For many finance chiefs, cloud optimisation is not only about lowering costs. The survey found that 45% said the main financial benefit would be greater budget flexibility to fund innovation, including AI and digital projects.

Other benefits included improved margins and profitability at 42%, better forecasting and budgeting at 39%, and stronger alignment between IT spending and business outcomes at 39%. Another 37% said higher utilisation of existing infrastructure was a priority.

These responses suggest cloud efficiency is now being linked directly to investment capacity. Rather than treating optimisation as an isolated cost-cutting exercise, finance teams appear to see it as a way to free up funds for new initiatives without increasing overall technology spending.

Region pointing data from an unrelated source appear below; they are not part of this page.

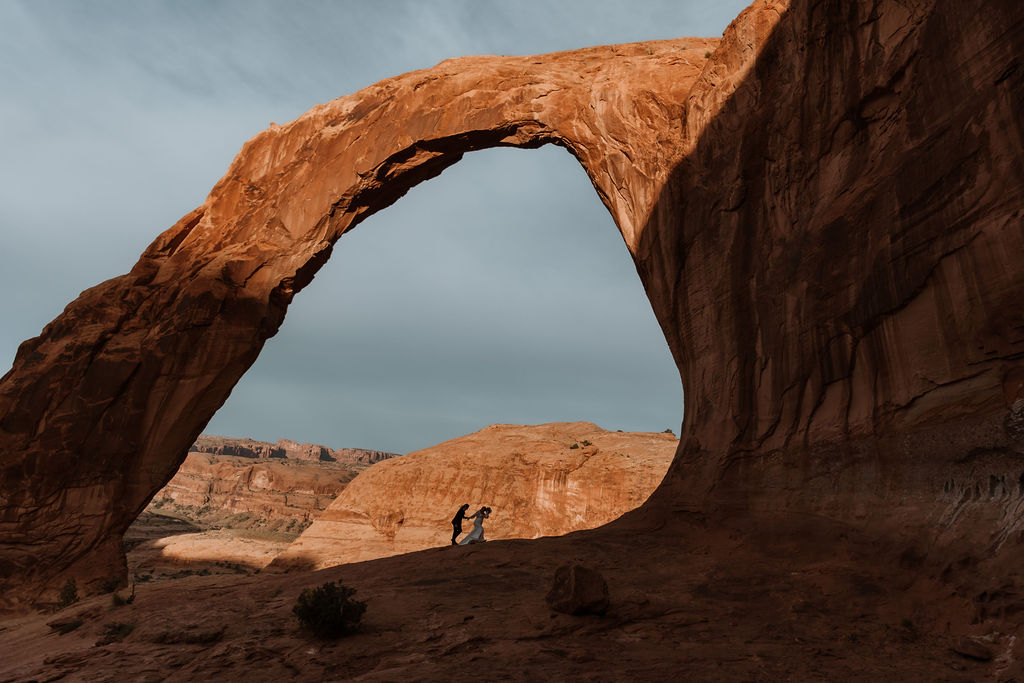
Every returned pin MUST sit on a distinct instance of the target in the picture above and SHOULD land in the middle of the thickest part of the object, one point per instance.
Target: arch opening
(496, 294)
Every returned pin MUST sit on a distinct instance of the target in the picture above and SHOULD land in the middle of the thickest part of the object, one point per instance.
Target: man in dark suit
(457, 522)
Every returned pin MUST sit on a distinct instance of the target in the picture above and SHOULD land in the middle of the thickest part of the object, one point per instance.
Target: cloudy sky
(498, 292)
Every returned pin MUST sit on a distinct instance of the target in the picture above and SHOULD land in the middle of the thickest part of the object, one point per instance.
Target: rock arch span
(825, 216)
(98, 412)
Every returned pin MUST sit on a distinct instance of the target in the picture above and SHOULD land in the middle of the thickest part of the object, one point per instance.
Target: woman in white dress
(476, 535)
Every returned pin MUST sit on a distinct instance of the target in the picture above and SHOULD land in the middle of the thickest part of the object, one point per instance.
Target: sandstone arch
(843, 336)
(98, 411)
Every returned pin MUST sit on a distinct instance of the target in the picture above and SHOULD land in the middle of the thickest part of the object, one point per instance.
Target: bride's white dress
(476, 534)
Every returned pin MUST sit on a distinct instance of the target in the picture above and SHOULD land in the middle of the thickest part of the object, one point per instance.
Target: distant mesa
(540, 480)
(285, 449)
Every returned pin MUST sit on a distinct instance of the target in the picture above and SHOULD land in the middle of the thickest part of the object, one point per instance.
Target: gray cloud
(499, 292)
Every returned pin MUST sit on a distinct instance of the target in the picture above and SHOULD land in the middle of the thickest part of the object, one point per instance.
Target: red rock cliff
(540, 480)
(825, 216)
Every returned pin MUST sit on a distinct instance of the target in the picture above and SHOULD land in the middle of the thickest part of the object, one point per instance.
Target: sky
(500, 292)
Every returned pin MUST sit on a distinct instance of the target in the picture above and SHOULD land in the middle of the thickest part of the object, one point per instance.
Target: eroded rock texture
(825, 216)
(268, 489)
(539, 480)
(287, 449)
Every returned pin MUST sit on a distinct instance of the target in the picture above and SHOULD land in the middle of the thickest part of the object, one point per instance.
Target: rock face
(540, 480)
(272, 491)
(578, 590)
(825, 215)
(247, 447)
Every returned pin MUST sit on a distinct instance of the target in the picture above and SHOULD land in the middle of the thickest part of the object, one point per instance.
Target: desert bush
(329, 610)
(69, 594)
(110, 585)
(115, 632)
(68, 627)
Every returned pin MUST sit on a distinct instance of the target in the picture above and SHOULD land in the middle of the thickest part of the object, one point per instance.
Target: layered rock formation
(540, 480)
(271, 491)
(247, 447)
(825, 216)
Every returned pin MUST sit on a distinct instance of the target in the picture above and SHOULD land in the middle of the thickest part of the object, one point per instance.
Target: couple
(476, 536)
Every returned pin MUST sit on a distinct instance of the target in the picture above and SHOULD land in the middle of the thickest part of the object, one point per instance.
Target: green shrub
(110, 585)
(329, 610)
(69, 594)
(115, 632)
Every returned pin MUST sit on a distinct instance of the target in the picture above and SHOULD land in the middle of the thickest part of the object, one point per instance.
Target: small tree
(329, 610)
(69, 594)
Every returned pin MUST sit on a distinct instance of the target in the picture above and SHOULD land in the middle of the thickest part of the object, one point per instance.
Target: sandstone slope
(825, 215)
(540, 480)
(287, 449)
(273, 491)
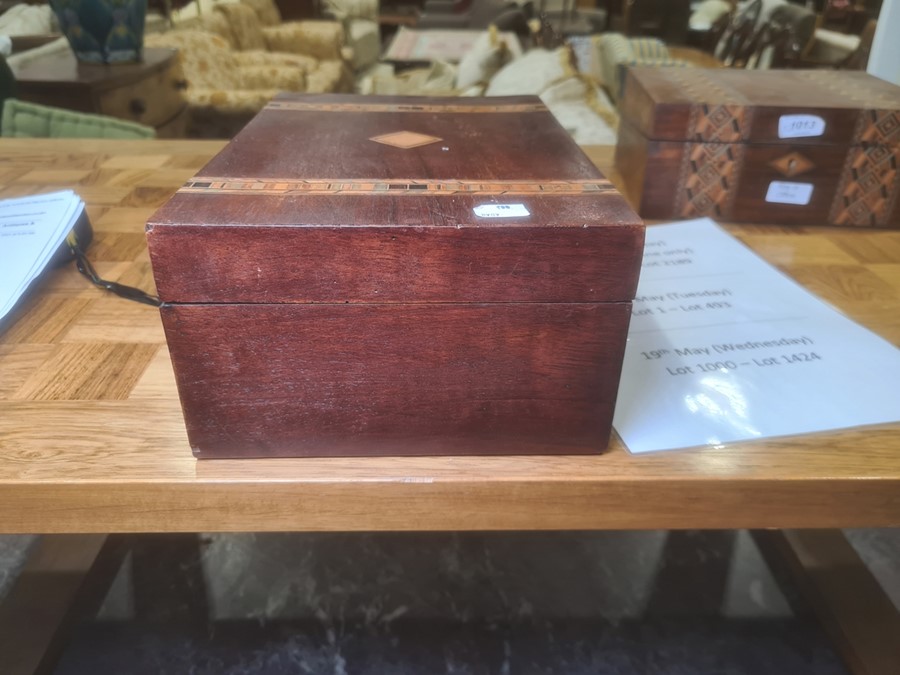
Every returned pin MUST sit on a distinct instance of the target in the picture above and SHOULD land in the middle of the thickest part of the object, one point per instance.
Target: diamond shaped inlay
(792, 164)
(405, 139)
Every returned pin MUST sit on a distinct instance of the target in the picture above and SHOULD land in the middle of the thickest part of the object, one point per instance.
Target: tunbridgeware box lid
(360, 199)
(752, 106)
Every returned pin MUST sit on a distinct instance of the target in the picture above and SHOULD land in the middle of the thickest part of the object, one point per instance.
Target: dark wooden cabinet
(150, 92)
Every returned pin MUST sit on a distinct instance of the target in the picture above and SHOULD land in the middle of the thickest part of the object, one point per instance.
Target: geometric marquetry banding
(391, 187)
(869, 187)
(406, 107)
(708, 180)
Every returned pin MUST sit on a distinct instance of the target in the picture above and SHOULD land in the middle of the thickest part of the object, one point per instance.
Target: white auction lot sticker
(784, 192)
(501, 211)
(800, 126)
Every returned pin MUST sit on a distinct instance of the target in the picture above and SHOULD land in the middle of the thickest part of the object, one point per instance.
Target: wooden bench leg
(854, 610)
(66, 577)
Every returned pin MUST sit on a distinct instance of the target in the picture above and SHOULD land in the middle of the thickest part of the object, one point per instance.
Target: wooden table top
(92, 438)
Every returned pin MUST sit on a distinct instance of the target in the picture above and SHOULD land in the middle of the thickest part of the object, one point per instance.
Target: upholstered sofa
(237, 57)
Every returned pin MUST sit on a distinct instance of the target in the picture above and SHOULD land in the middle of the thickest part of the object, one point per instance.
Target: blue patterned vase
(103, 31)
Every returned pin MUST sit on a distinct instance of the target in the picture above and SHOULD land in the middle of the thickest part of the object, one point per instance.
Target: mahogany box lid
(359, 199)
(752, 106)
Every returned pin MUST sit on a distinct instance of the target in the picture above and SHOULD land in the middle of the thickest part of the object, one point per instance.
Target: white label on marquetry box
(800, 126)
(782, 192)
(501, 211)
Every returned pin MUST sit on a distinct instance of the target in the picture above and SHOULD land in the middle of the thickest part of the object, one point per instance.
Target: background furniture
(103, 449)
(150, 92)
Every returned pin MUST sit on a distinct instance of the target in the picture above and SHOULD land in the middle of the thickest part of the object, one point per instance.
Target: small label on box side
(800, 126)
(782, 192)
(501, 211)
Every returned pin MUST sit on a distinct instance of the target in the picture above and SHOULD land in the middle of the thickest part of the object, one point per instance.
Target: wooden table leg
(858, 616)
(66, 577)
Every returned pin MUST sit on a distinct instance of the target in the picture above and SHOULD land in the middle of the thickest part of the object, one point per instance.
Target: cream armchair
(226, 88)
(317, 45)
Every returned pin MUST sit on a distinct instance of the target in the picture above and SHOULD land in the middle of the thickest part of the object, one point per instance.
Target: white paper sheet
(723, 347)
(31, 231)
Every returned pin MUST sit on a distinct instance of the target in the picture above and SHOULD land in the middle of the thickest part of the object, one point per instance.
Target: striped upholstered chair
(613, 52)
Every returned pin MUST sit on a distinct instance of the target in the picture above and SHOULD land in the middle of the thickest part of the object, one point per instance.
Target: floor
(467, 603)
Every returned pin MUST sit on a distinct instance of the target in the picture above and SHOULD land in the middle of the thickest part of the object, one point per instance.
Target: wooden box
(397, 276)
(795, 147)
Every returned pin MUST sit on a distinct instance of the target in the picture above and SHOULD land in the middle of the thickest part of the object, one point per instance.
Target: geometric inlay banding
(391, 187)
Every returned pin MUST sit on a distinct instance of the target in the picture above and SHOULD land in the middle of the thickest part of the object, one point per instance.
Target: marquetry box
(794, 147)
(397, 276)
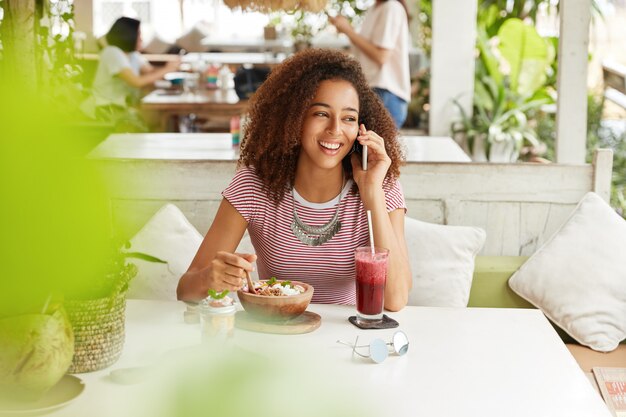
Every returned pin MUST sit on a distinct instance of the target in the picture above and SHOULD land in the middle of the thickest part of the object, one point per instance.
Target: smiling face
(331, 125)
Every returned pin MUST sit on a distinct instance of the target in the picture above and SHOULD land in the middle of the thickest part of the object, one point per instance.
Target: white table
(217, 146)
(234, 58)
(461, 362)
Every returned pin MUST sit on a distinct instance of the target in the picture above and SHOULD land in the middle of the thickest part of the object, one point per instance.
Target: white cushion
(157, 46)
(169, 236)
(578, 277)
(442, 262)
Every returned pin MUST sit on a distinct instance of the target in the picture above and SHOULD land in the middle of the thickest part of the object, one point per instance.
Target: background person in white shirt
(382, 48)
(122, 71)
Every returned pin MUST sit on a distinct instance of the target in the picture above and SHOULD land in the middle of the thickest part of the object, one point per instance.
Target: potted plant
(509, 87)
(37, 346)
(97, 318)
(270, 31)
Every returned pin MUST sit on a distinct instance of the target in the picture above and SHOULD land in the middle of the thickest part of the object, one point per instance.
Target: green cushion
(490, 286)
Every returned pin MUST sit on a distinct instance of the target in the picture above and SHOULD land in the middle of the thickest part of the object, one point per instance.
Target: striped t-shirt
(330, 267)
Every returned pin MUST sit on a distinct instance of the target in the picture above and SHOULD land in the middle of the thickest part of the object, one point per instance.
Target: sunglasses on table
(378, 349)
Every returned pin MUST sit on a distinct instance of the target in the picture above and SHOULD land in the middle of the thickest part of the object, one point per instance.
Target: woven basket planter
(98, 326)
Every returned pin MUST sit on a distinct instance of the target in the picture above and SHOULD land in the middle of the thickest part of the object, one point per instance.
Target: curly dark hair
(124, 33)
(271, 142)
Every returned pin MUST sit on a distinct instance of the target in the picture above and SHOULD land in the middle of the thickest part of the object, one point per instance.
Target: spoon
(250, 286)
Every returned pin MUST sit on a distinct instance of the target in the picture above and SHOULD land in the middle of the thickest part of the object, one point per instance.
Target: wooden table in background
(160, 106)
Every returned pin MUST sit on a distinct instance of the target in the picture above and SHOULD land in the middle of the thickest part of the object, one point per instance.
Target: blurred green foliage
(53, 214)
(54, 218)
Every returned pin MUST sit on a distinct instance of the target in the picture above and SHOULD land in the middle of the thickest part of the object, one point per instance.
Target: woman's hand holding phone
(370, 169)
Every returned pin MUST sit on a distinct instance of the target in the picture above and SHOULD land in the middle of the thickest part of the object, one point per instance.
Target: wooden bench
(519, 205)
(614, 76)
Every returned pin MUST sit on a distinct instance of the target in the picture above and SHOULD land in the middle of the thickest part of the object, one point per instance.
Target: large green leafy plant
(509, 86)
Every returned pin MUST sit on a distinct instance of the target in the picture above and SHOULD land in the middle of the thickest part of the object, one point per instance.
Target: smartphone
(362, 150)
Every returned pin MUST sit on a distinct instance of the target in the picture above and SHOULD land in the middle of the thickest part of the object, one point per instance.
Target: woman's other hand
(378, 162)
(227, 271)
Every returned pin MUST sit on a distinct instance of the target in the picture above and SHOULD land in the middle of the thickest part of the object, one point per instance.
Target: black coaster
(386, 323)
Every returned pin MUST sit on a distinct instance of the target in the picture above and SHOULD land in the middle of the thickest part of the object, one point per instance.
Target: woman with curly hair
(301, 191)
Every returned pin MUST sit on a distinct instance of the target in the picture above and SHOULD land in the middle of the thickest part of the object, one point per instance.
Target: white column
(571, 115)
(83, 18)
(452, 62)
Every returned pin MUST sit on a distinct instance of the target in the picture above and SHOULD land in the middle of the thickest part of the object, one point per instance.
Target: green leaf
(144, 257)
(527, 54)
(214, 295)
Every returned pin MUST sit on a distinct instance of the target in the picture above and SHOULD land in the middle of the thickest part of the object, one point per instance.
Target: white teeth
(328, 145)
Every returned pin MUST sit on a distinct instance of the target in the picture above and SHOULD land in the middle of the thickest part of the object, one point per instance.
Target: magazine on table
(612, 385)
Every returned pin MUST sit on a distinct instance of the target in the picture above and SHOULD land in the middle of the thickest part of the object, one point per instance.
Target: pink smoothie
(371, 275)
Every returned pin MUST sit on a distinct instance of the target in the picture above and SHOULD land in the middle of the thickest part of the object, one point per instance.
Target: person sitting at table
(122, 70)
(301, 192)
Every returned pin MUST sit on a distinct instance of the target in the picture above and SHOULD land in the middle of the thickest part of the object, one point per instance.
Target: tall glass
(371, 277)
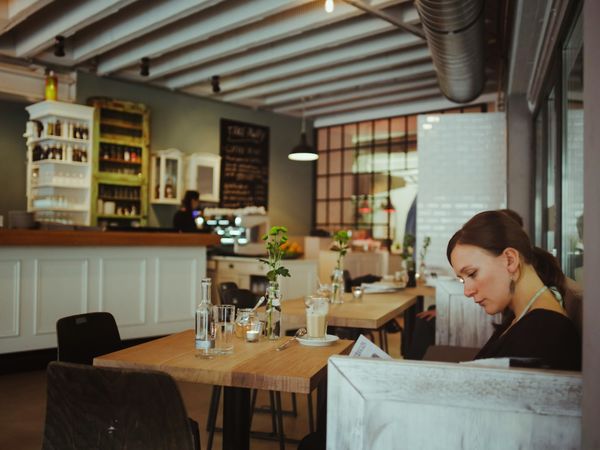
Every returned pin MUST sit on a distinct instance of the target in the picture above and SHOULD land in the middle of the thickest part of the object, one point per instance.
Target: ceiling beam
(373, 10)
(386, 76)
(310, 18)
(13, 12)
(395, 88)
(312, 42)
(287, 81)
(220, 20)
(132, 24)
(64, 19)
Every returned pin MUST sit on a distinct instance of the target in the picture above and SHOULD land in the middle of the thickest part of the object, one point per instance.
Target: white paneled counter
(149, 281)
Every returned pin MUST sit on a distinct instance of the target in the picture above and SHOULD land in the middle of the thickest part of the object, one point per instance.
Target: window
(367, 175)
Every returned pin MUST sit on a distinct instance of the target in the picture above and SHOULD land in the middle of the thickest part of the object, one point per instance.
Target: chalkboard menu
(244, 165)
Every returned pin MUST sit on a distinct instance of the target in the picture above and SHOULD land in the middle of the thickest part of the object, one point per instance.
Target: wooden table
(252, 365)
(374, 311)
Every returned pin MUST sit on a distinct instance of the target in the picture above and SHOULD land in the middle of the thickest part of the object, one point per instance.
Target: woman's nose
(469, 289)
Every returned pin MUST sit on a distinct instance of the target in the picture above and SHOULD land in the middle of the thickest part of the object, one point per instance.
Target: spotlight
(214, 81)
(59, 46)
(145, 67)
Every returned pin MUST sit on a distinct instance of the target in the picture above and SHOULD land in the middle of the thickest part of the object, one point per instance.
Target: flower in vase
(340, 245)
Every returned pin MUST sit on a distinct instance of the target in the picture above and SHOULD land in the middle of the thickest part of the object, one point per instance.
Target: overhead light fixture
(388, 207)
(145, 67)
(364, 207)
(59, 46)
(214, 81)
(303, 151)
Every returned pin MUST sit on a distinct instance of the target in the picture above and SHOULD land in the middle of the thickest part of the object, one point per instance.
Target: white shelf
(60, 162)
(58, 186)
(32, 141)
(53, 175)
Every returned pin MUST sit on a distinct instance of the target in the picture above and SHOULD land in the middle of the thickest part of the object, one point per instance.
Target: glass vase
(337, 285)
(273, 322)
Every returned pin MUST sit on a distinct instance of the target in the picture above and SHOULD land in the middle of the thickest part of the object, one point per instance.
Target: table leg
(236, 419)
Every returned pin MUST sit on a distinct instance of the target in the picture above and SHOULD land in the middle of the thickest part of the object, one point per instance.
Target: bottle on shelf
(169, 189)
(205, 327)
(51, 90)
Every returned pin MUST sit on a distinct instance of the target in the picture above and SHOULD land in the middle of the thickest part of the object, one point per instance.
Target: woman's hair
(495, 231)
(187, 199)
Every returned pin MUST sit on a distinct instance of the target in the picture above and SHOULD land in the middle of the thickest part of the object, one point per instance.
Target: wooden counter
(78, 238)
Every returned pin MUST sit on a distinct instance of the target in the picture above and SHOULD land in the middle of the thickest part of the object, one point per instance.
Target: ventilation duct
(455, 35)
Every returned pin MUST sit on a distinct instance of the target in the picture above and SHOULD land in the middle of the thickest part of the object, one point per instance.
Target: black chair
(226, 286)
(101, 408)
(85, 336)
(240, 298)
(82, 337)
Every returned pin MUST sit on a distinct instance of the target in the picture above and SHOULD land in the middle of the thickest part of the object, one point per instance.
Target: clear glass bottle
(205, 329)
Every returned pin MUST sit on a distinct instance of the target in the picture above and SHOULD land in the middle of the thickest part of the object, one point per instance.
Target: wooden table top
(252, 365)
(372, 312)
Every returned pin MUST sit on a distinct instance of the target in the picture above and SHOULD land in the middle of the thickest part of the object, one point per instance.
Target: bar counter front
(149, 281)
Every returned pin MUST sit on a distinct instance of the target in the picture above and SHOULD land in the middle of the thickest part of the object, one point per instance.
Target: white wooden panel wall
(462, 171)
(150, 290)
(9, 297)
(459, 321)
(375, 404)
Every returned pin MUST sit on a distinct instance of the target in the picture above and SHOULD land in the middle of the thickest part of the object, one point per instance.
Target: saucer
(328, 340)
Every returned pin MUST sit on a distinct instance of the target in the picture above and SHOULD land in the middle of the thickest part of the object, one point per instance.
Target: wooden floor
(23, 398)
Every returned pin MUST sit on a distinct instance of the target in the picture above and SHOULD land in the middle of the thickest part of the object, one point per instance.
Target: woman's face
(485, 277)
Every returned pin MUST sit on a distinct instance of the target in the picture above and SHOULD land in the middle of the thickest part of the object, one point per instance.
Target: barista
(184, 219)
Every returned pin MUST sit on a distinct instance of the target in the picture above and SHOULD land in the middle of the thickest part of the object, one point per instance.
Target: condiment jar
(242, 321)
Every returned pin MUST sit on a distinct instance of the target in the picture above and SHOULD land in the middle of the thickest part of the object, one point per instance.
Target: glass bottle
(205, 329)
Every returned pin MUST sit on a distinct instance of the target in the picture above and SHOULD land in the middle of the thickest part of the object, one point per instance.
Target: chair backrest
(241, 298)
(225, 287)
(85, 336)
(101, 408)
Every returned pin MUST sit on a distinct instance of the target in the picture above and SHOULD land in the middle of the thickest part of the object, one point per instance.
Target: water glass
(316, 316)
(224, 320)
(357, 293)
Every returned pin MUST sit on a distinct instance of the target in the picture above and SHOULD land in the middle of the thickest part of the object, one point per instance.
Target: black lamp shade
(303, 151)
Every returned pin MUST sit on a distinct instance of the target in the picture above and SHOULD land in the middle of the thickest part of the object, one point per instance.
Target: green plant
(341, 240)
(423, 252)
(274, 239)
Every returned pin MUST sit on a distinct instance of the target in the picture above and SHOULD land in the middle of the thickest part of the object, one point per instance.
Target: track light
(59, 46)
(145, 67)
(214, 81)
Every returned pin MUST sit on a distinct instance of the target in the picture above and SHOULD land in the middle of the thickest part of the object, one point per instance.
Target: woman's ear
(513, 259)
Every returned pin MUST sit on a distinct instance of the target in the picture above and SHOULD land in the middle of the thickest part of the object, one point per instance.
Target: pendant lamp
(303, 151)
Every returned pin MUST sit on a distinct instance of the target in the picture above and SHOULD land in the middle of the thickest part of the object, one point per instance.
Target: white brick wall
(462, 171)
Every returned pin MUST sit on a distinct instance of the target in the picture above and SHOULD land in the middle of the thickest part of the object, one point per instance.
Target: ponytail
(548, 269)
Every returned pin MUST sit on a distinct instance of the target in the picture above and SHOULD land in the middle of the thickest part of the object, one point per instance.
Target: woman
(184, 219)
(499, 267)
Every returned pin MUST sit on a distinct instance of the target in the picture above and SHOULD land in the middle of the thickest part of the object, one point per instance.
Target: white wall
(462, 171)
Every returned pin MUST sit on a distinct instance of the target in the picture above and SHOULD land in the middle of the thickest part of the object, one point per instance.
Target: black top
(184, 221)
(541, 333)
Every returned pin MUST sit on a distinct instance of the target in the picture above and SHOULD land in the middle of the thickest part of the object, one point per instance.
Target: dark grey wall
(12, 157)
(591, 225)
(190, 124)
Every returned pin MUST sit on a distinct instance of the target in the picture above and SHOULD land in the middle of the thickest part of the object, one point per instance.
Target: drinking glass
(316, 316)
(357, 293)
(224, 320)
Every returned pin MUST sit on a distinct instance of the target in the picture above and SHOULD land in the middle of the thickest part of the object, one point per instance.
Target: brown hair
(495, 231)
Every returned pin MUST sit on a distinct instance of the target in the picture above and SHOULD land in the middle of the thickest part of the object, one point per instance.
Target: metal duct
(455, 36)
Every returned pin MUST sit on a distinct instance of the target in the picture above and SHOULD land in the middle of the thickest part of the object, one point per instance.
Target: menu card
(244, 164)
(364, 348)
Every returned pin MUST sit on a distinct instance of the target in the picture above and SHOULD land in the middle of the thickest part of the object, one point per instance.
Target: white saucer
(328, 340)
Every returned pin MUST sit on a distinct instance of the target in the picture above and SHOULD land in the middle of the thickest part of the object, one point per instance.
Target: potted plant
(274, 241)
(341, 241)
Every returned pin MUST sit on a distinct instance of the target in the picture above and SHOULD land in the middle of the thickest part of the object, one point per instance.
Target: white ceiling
(280, 55)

The next 12 months are likely to bring a broader agenda than simple cost reduction. Asked about cloud-related priorities, 43% of respondents said improving performance and uptime was at the top of the list, ahead of reducing overall cloud costs at 39% and maximising profitable growth from cloud investments at 38%.

Visibility into current spending was cited by 35%, while 34% pointed to compliance and governance. Support for AI and machine learning initiatives also featured among the leading priorities, underlining how closely cost management and innovation planning are becoming linked.

Scott Sellers, Co-founder and Chief Executive Officer of Azul, said the findings reflect a broader change in how finance leaders approach cloud economics.

"With nearly nine in ten CFOs seeing cloud costs rise and AI now a top investment priority, finance leaders are being forced to rethink how efficiently their applications consume cloud resources," Sellers said.

"Cloud optimization has become a strategic lever - one that allows organizations to fund AI innovation, protect margins and bring greater predictability and accountability to cloud investments. Organisations that optimize at the infrastructure level, starting with how their software consumes compute resources, gain a meaningful advantage in funding the innovations that drive growth," the CEO added.